Now, going a bit further:

#part 1
##¿Are there different words being used most commonly in different sources?
general_summary_90_blogs <- text_summary(tidy_base, .9, "en_us.blogs")
general_summary_90_twitter <- text_summary(tidy_base, .9, "en_us.twitter")
general_summary_90_news <- text_summary(tidy_base, .9, "en_us.news")


#bind words
summary_90_combined <- rbind(general_summary_90_blogs %>% 
                               select(wording),
                             general_summary_90_news %>% 
                               select(wording),
                             general_summary_90_twitter %>% 
                               select(wording))

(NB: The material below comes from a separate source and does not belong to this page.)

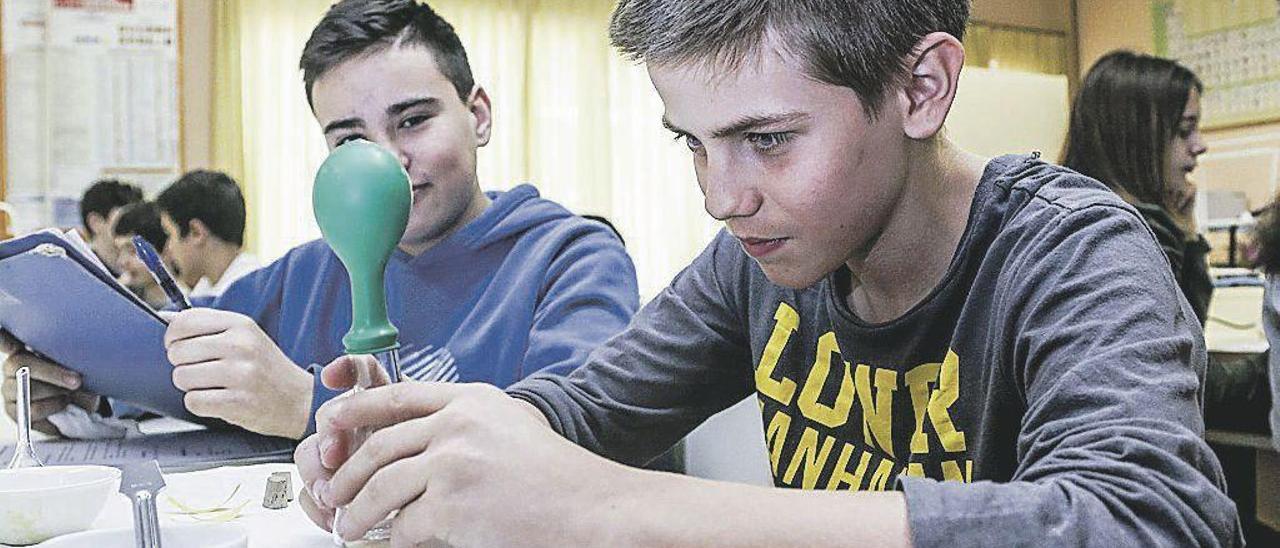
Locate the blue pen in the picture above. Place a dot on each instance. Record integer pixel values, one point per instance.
(150, 257)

summary_90_combined <- summary_90_combined %>% 
  group_by(wording) %>% 
  summarise()

summary_90_combined <- summary_90_combined %>% 
  mutate(blogs = wording %in% general_summary_90_blogs$wording,
         news = wording %in% general_summary_90_news$wording,
         twitter = wording %in% general_summary_90_twitter$wording,
         concordance = (blogs + news + twitter)/3,
         where_concordance = case_when(
           concordance == 1 ~ "all",
           blogs == T & twitter == T ~ "blogs - twitter",
           blogs == T & news == T ~ "blogs - news",
           news == T & twitter == T ~ "news - twitter",
           blogs == T ~ "only blogs",
           twitter == T ~ "only twitter",
           news == T ~ "only news",
           TRUE ~ "there is a mistake in formula"
         ))

table_summary <- summary_90_combined %>% 
  group_by(where_concordance) %>% 
  summarise(
    number_of_words = n(),
    percent = n() / nrow(summary_90_combined)
  )

venn_list <- list(
  twitter = as.vector(general_summary_90_twitter$wording),
  blogs = as.vector(general_summary_90_blogs$wording),
  news = as.vector(general_summary_90_news$wording)
)


four_thousand <- summary_90_combined %>% 
  filter(where_concordance == "all")

four_thousand_corpus <- function(db,comparison){
  filtered <- db %>% 
    filter(db$wording %in% comparison$wording) %>% 
    summarise(
      percentage = sum(perc)
    )
  
  filtered
}


how_many_four <- tibble(
  Blogs = as.numeric(four_thousand_corpus(general_summary_90_blogs, four_thousand)),
  News = as.numeric(four_thousand_corpus(general_summary_90_news, four_thousand)),
  Twitter = as.numeric(four_thousand_corpus(general_summary_90_twitter, four_thousand))
)

ggVennDiagram(venn_list)+
  scale_fill_gradient(low = "steelblue", high = "indianred2")

kable(table_summary)
where_concordance number_of_words percent
all 4032 0.3887014
blogs - news 1553 0.1497156
blogs - twitter 391 0.0376940
news - twitter 397 0.0382724
only blogs 802 0.0773161
only news 2458 0.2369613
only twitter 740 0.0713391
kable(how_many_four)
Blogs News Twitter
0.8467016 0.8053804 0.8404615

So here are an few interesting findings:

Further plans

Data will be subsetted using the 4000 most common words that represent 80% or more of the three datasets, and using this for creating n-grams for algorithm. The actual procedure, if memory allows, will be unnesting n-grams across all datasets and then filter them using these words as triggers. If that is not possible a sample of lines will be used. To make predictions lowercase letter conversion will be kept. 3 word n-grams will be sought first, then 2 words and finally single words by approximation. Profanity will be cleansed only in prediction, but not corrected in input. When an n-gram doesn’t match input, most common words will be suggested.